Well done, Christian Por-or-ter
You’re a mandarin, through and through
I’m resigning as I ough-ough-ter
And it’s all because of you …

Dr Paul Monk is the former head of the China Desk in the Defence Intelligence Organisation and the author of ten books, of which the most recent is Dictators and Dangerous Ideas (Echo Books, 2018).

 

8 thoughts on “Treason Will Go Unpunished

  • SB says:

    I am reminded of a quote from ‘ The Ministerial Broadcast’, Episode Two of Yes Minister:

  • SB says:

    Sorry for the re-post. A technical problem interrupted the previous one.

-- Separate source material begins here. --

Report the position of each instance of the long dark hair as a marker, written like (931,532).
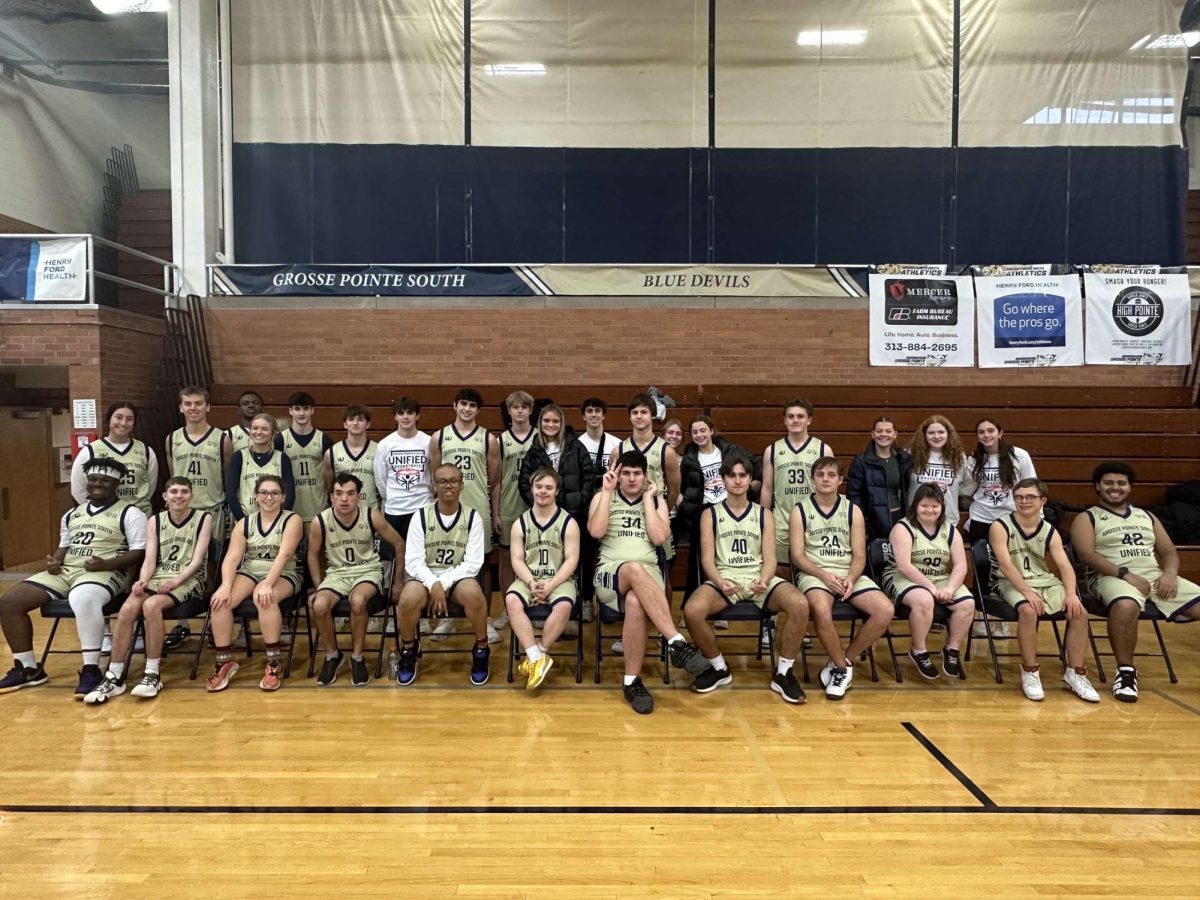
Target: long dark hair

    I am reminded of a quote from ‘ The Ministerial Broadcast’, Episode Two of Yes Minister:
    “””
    Sir Humphrey: Bernard, what is the purpose of our defence policy?
    Bernard: To defend Britain.
    Sir Humphrey: No, Bernard. It is to make people believe Britain is defended.
    Bernard: The Russians?
    Sir Humphrey: Not the Russians, the British! The Russians know it’s not.
    “””

  • Salome says:

    I have an abiding hatred of legal and official letters which, in response to one question, answer another.

  • Stuart Burrows says:

    Well that’s a disappointingly evasive and irrelevant response from the Attorney General. It does seem to give a massive green light to Chinese spies and to Australians who want to work for them. What’s the disincentive? None whatsoever.

    Put that together with ASIO chief Duncan Lewis’s idiotic remark to a Senate committee under questioning by Pauline Hanson: “I have absolutely no evidence to suggest there’s a connection between refugees and terrorism.” That was after four terrorist attacks in Australia by Muslim refugees, and since then we’ve had a fifth. And after Hanson suggested that the Islamic faith of the terrorists played a causal role in their terrorism: “I can’t comment on how devout they are, Senator. I have no idea. Are they violent? Yes.” This dangerously ignorant man is still the head of ASIO. What do we pay him for, if he and his legions of spies can’t notice what is plain to every moderately informed Australian?

    It would be nice to think that our intelligence agencies, like many of our institutions, are inverted IQ pyramids, with the dumbest people at the top being supported by smarter people underneath. Alas, it is not so: as you go down the hierarchy, the IQ stays at the rock-bottom Duncan Lewis level. Most of the staff, for example, and all of the leadership, think their agencies will perform better if they are made more diverse. Mostly it’s feminists, half of them male, agitating for “jobs for the girls”. But there’s also a waxing sotto voce melody promoting ethnic and religious diversity. What our national security assessments really need, they think, is a bit more Chinese, Arab, and Muslim perspective. So the staffing strategy is increasingly to recruit and promote incompetent women and incompetent ethnics with emotional attachments to adversary peoples.

    Why so fearful, Deplorable?

  • Alistair says:

    I think you will find that left-wing traitors are more likely to get an Order of Australia than charged with treason.

  • Stephen Due says:

    The content of the letter from the Attorney General, and the attitude it betrays with such exquisite clarity, are of greater concern than spies in ASIO. The bungling incompetencies and manifest intellectual and moral deficiencies in the highest levels of Australian government are alarming. Yet these are the very people who consider themselves to be the elite, the cream of society – an illusion fostered no doubt by the closed little world of the national capital in which they spend their halcyon days, hearing only what they want to hear, and enjoying long lunches with plenty of French wine. It is a ‘swamp’ indeed. Sadly I do not think the Morrison government has either the will or the ability to do anything about it.